FBT is a ‘dying tax’, says mid-tier
RSM Australia has pointed to the high compliance costs and complexity relating to FBT, despite it contributing less than 1 per cent of total revenue collections each year, raking in $4 billion annually compared to the $85 billion in corporate taxes and $220 billion from individuals.
“In a generally inefficient tax system such as Australia’s, FBT stands out as a highly inefficient tax,” said RSM senior manager Belinda Crowley.
“Ideally, FBT should be removed altogether, with benefits being taxed the same way as wages. This would simplify the system and reduce the burden of compliance for employers.”
Ms Crowley believes the government could test run doing away with FBT by first exempting regional businesses.
The move would be in line with the government’s decentralisation agenda, and help regional businesses attract new staff members by providing fringe benefits such as gym memberships, a company car and entertainment that they would currently be taxed on.
“By exempting benefits provided to employees based in regional areas, the government can help regional businesses achieve immediate cash savings. This cash can then be injected into the business, accelerating recovery,” Ms Crowley said.
“Alternatively, the government could exempt benefits provided in regional areas regardless of where employees are based. This might encourage organisations to hold their national conference in a regional area, for example, which would result in direct expenditure at facilities and also encourage employees to spend at local businesses.
“A third option might be to exempt certain industries that are heavily centred in regional areas, such as primary producers and tourism operators.
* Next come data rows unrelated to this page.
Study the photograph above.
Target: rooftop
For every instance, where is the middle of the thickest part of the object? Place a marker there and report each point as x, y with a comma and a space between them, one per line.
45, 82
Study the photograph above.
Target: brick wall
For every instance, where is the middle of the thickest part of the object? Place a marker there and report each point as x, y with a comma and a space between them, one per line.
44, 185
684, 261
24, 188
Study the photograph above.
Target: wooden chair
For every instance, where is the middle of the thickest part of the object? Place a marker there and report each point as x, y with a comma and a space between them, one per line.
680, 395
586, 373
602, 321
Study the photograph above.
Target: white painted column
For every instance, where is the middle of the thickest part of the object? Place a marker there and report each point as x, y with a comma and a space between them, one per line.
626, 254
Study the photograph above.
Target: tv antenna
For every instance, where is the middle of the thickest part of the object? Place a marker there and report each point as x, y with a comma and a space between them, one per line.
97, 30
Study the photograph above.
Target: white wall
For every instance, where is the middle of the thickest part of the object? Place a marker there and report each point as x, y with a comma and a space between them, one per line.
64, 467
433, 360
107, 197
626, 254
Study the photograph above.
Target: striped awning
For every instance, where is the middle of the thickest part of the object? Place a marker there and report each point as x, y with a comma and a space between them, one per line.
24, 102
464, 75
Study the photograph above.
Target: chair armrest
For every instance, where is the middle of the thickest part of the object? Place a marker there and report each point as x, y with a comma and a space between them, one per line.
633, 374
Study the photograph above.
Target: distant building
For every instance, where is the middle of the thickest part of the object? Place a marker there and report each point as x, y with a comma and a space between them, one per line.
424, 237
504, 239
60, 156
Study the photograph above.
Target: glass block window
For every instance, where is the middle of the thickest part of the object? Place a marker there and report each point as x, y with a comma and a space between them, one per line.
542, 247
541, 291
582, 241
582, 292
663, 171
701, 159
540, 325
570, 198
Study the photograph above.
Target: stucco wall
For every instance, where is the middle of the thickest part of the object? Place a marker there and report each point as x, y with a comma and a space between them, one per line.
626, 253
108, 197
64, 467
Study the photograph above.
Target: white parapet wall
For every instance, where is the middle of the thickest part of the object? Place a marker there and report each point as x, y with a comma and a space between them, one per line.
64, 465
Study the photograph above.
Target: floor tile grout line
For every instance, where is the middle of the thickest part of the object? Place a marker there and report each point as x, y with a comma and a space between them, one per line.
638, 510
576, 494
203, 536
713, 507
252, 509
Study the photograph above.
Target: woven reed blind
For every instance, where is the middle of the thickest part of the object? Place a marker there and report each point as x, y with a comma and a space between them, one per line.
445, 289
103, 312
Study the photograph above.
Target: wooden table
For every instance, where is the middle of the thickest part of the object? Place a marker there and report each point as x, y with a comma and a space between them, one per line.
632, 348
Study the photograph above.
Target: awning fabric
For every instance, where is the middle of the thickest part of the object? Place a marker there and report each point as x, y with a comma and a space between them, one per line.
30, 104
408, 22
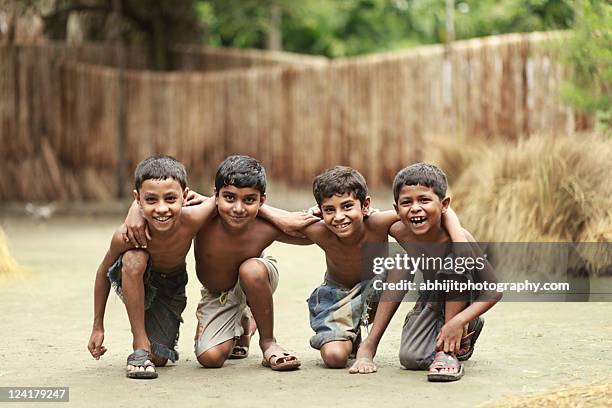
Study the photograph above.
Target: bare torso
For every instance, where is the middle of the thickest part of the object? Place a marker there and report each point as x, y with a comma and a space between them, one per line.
219, 251
169, 251
346, 259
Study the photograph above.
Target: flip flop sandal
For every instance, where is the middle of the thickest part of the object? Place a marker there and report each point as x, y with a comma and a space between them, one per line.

Again, this would deliver an immediate benefit that would flow to surrounding businesses.”
RSM’s proposal comes after the Australian Small Business and Family Enterprise Ombudsman (ASBFEO) had also recently called for FBT to be scrapped for small businesses.
The ASBFEO noted that while many large businesses could offer benefits such as child care and gym memberships on premises and escape FBT, small businesses could not afford to do so.
The Tax Institute have also argued that FBT is “not fit for the 21st century”, noting that Australia is only one of three countries which impose an FBT on employers, with New Zealand and India being the other two.